A queue can become congested if the bandwidth of data arriving exceeds the bandwidth allocated or available. Each queue has a drop threshold expressed in bytes. Once the backlog in a QoS queue reaches its drop threshold, any packets that can not be transmitted are discarded until the backlog is cleared back below the threshold level.

For example, the 40-Mb/s flow with the 20,000-byte burst could be assumed to be congested if more than one burst’s worth of data has accumulated on the QoS queue. In this case, the drop threshold would be set to 40,000 bytes.

Congestion and Credit Scaling

The destination queue for a QoS cluster may also be congested. For example, a cluster may configure 100-Mb/s worth of data on an Ethernet device, but find that, for various reasons, the device is capable of sending only 70 Mb/s. The cluster algorithm will automatically scale the credit assigned to each queue according to how congested the egress queue becomes.

Each QoS cluster is configured with four egress congestion threshold values. Iteration credit is assigned to each queue in the cluster depending on the egress congestion, and the value of these four congestion thresholds. This is implemented as shown in Table 4-54.

Table 4-54 Destination Congestion and Credit Scaling

Egress Queue Congestion (Backlog) Level QoS Queue Credit Assigned
Backlog < Threshold 1 Double credit
Backlog >= Threshold 1 and Backlog < Threshold 2 Normal credit
Backlog >= Threshold 2 and Backlog < Threshold 3 Half credit
Backlog >= Threshold 3 and Backlog < Threshold 4 Quarter credit
Backlog >= Threshold 4 No credit

Note that the use of double credit for near idle situations is used to ensure that each queue's burst potential be refilled as quickly as possible. It also allows the full bandwidth of a device to be used when the allocated bandwidth isn't quite enough to fill the device (for example allocating 98 Mb/s from a 100-Mb/s device).

If the egress queue for a cluster becomes congested due to external influences (like heavy load on the network), the credit scaling will affect each QoS queue equally. There may be cases in which some flows require hard real-time scheduling. In this case, the queue can be marked as real time and exempt from credit scaling.

For example, in a 100-Mb/s system that has two flows, a 40-Mb/s flow and everything else, the first queue in the cluster would be configured as 40-Mb/s real time, and the second queue can be configured as 60-Mb/s (without the real time setting). As the available bandwidth on the network drops, the 40-Mb/s flow would remain unaffected, while the 60-Mb/s flow would be scaled down.

Fixed Priority Configuration

This algorithm can also be used to implement a fixed-priority method, in which each queue is serviced in a fixed priority with the first queue in the cluster being the highest priority. This is done by assigning all iteration credit to the first queue in the cluster, and setting the maximum credit of each queue to the maximum packet size. This ensures that credit is passed only to subsequent queues when there are no packets waiting on the current queue.
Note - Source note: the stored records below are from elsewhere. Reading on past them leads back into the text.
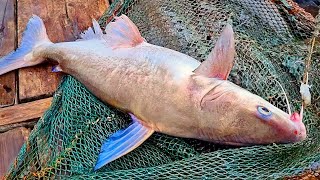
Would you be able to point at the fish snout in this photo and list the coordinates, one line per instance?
(299, 131)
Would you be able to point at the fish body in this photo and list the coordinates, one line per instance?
(163, 90)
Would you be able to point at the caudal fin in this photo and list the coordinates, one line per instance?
(34, 35)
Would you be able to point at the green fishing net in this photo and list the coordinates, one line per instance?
(271, 47)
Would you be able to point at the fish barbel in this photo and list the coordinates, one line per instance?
(162, 90)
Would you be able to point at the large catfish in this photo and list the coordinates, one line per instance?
(163, 90)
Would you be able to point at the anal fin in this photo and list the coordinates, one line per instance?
(122, 142)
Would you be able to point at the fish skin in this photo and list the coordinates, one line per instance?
(160, 87)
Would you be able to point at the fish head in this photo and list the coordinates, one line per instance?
(235, 116)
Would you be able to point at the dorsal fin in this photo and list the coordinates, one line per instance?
(220, 61)
(122, 33)
(93, 32)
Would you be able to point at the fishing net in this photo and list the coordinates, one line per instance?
(271, 46)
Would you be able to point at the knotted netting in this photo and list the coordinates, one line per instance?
(271, 46)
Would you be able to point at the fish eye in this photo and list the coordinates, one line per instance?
(264, 112)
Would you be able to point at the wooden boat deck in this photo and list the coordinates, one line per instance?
(26, 93)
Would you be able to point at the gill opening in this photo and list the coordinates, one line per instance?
(285, 94)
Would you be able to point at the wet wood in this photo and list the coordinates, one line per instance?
(64, 20)
(10, 144)
(24, 112)
(7, 44)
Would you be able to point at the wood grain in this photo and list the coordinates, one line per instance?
(10, 144)
(7, 44)
(24, 112)
(64, 20)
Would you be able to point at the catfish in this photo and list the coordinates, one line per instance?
(163, 90)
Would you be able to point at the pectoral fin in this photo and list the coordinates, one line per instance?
(220, 61)
(122, 142)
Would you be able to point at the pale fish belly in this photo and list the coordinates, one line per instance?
(146, 80)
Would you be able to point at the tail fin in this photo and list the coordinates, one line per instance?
(34, 35)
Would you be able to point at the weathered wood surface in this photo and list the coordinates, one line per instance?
(64, 20)
(24, 112)
(7, 44)
(10, 144)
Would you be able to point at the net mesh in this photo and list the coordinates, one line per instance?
(270, 46)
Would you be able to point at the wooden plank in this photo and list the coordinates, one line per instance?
(7, 44)
(24, 112)
(10, 145)
(38, 82)
(61, 25)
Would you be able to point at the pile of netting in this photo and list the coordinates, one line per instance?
(271, 46)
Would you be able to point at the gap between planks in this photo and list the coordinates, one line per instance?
(24, 112)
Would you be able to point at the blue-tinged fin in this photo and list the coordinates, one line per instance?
(34, 35)
(122, 142)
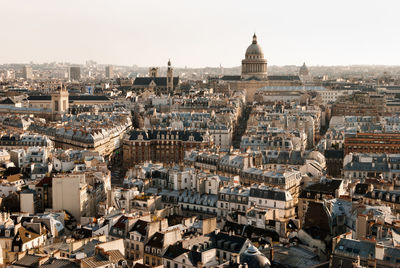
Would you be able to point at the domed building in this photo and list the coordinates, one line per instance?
(254, 66)
(303, 70)
(254, 258)
(254, 73)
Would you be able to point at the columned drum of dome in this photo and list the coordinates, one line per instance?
(254, 66)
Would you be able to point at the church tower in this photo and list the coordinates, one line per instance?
(170, 78)
(60, 101)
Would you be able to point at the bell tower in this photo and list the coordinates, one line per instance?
(60, 101)
(170, 78)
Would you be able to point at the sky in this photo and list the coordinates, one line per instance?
(200, 33)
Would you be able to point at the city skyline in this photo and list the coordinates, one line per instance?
(195, 35)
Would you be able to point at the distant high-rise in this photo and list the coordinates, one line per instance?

For example, assume there are three queues, A, B, and C. In a simple priority system, queue A would always transmit packets when packets are available, while queue B transmits only when queue A is idle, and queue C transmits only when queue B is idle.

On a 100-Mb/s system, the queues could be configured as follows:

  • Queue A
    • Iteration Credit = 313 (100 Mb/s is 312.5 bytes every 25 µs)
    • Max Credit = 1514
  • Queue B
    • Iteration Credit = 0
    • Max Credit = 1514
  • Queue C
    • Iteration Credit = 0
    • Max Credit = 1514

The way the algorithm works, queue A will get 313 bytes of credit at the start of each iteration. Because queue A can hold up to 1514 bytes as max credit, queue A will never pass credit onto queue B while queue A has a packet. (If queue A has more than 1514 bytes of credit, it can always forward a packet.)

Queue A must be idle for an entire packet time (1514 bytes of iteration credit) before any credit will start flowing into queue B. The same relationship holds between queue B and queue C. The only way queue B sends a packet is after queue A is idle for a packet time, and the only way queue C can send a packet is after queue B is idle for a packet time.